Leipzig, 29. Oktober 2018 (ADN). „Wir sollten tun, wofür wir Journalisten geworden sind – nämlich kritisch zu berichten über  alles und über jeden.“ Diesen Grundsatz artikuliuierte der Kolumnist des Magazins „Stern“ und langjähriges Mitglied dessen Chefredaktion, Hans-Ulrich Jörges, am Montagabend in Leipzig beim 15. Mitteldeutschen MedienDialog. Dass es sich in mehrfacher Hinsicht lohnt, auch gegen die in der Presselandschaft vorherrschende Meinung anzuschreiben, zeige das Beispiel der „New York Times“. Sie sei geradezu ein Feindblatt von Donals Trump geworden und dennoch gehe es ihr wirtschaftlich prächtig. Allein im vergangenen Quartal dieses Jahres habe das Blatt 109.000 neue Digital-Online-Abbonements hinzugewonnen. Ähnliche Erfolge gebe es für die Printversion. Insofern sei es unverständlich, dass in Deutschland die gedruckten Medien seit Jahren an schwindenden Auflagen kranken und dahindümpeln. Nach Ansicht von Jörges ist der Bundesgesundheitsminister Jens Spahn ein halber Trump. Er sei mit dem USA-Botschafter in Deutschland befreundet und sei – ungewöhnlicherweise – in Washington im Weißen Haus empfangen worden.
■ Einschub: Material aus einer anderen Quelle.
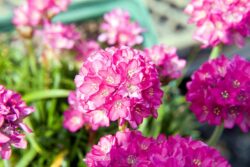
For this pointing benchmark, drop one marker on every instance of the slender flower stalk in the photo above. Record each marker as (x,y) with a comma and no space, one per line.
(215,52)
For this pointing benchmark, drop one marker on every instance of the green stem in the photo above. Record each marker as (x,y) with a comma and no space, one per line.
(215,52)
(216,135)
(45,94)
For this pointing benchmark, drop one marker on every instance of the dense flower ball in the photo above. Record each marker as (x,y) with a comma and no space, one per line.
(118,29)
(34,12)
(166,60)
(116,84)
(12,112)
(58,36)
(130,148)
(220,92)
(225,21)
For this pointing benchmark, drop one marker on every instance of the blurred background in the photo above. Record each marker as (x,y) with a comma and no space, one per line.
(168,25)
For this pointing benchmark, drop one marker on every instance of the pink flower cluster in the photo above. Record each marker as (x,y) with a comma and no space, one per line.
(166,60)
(59,36)
(34,12)
(86,48)
(117,29)
(114,84)
(130,148)
(220,92)
(12,112)
(221,21)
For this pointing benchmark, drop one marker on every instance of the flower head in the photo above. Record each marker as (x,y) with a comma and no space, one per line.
(12,112)
(218,22)
(130,148)
(118,29)
(86,48)
(166,60)
(220,92)
(116,84)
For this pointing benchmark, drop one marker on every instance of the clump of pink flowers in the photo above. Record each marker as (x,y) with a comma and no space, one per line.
(115,84)
(166,60)
(218,22)
(85,48)
(12,112)
(35,12)
(220,92)
(130,148)
(118,29)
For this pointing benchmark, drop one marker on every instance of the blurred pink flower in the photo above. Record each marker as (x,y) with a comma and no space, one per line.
(166,60)
(35,12)
(220,21)
(12,112)
(220,92)
(59,36)
(130,148)
(118,29)
(86,48)
(116,84)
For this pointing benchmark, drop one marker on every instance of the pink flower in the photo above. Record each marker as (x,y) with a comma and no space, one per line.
(35,12)
(218,22)
(116,84)
(118,29)
(86,48)
(220,92)
(58,36)
(166,60)
(130,148)
(12,112)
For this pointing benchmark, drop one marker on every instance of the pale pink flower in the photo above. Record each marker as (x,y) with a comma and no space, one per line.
(220,92)
(166,60)
(130,148)
(12,112)
(116,84)
(221,21)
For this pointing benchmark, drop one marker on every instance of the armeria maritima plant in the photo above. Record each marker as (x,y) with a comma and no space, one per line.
(131,148)
(220,21)
(220,92)
(115,84)
(12,112)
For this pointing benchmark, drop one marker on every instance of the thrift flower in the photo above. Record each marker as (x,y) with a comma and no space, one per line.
(220,92)
(130,148)
(225,21)
(116,84)
(166,60)
(86,48)
(12,112)
(118,29)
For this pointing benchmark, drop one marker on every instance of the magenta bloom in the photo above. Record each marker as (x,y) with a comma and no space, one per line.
(116,84)
(130,148)
(86,48)
(166,60)
(58,36)
(218,22)
(35,12)
(12,112)
(220,92)
(118,29)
Dagegen wandte Christoph von Marschall, USA-Kenner und Diplomatischer Korrespondent der Chefredaktion der Zeitung „Der Tagesspiegel“, ein, dass die „New York Times“ nur für einen Teil der Gesellschaft schreibe und sogar zu deren Spaltung beitrage. „Wenn eine Seite anfängt zu lügen, dann klingt die andere Seite auch wie eine Lüge“, meint er. Es müsse Journalisten bewusst sein, dass ihre Aufgabe im Informieren bestehe, nicht im Erziehen von Menschen. Insofern sei der mediale Konsens in Deutschland fatal, der vorgibt, wie Donald Trump gesehen werden müsse. Polen und Franzosen beispielsweise hätten diesbezüglich eine ganz andere Grundeinstellung. Die aktuelle, in Deutschland mit viel Aufatmen verbundene Ankündigung von Angela Merkel, demnächst schrittweise ihre Ämter aufzugeben, sei für das Ausland eine schlechte Nachricht. Sie habe nämlich für andere Länder Stabilität verkörpert und oft die Interessen kleinerer Länder – beispielsweise Schweden oder Polen – im Auge gehabt und mit vertreten.     
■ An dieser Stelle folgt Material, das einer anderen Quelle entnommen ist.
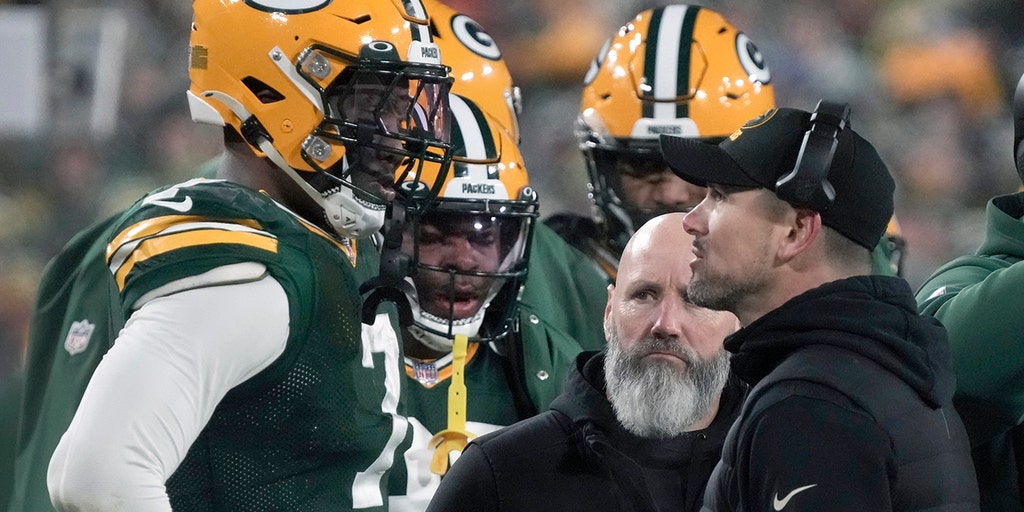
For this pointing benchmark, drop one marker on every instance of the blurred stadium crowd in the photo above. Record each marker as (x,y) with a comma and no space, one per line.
(930,81)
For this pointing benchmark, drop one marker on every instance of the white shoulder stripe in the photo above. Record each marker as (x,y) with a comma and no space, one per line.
(122,253)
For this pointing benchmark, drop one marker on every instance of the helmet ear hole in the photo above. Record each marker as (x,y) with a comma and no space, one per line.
(262,91)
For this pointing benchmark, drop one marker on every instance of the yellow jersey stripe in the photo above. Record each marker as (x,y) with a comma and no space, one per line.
(155,225)
(156,246)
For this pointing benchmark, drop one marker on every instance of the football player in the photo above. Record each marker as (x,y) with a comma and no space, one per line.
(241,377)
(680,70)
(526,301)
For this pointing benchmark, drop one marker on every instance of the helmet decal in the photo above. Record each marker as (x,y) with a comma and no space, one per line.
(752,59)
(288,6)
(473,37)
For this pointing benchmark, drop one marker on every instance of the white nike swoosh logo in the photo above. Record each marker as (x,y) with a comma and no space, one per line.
(179,206)
(780,504)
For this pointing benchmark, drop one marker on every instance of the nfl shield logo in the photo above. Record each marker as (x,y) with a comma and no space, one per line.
(78,336)
(425,372)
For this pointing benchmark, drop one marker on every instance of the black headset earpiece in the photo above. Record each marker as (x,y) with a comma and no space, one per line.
(807,183)
(1019,127)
 Im Zentrum der Veranstaltung unter dem Titel „Trumpismus in Europa – Journalismus und Pressefreiheit in Zeiten von Fake News“ stand, wie mit Falschnachrichten mittlerweile nicht nur in den USA, sondern auch in Europa Politik gemacht wird, und wie die Grenzen zwischen Wahrheit und Fiktion verschwimmen. ++ (me/mgn/29.10.18 – 282)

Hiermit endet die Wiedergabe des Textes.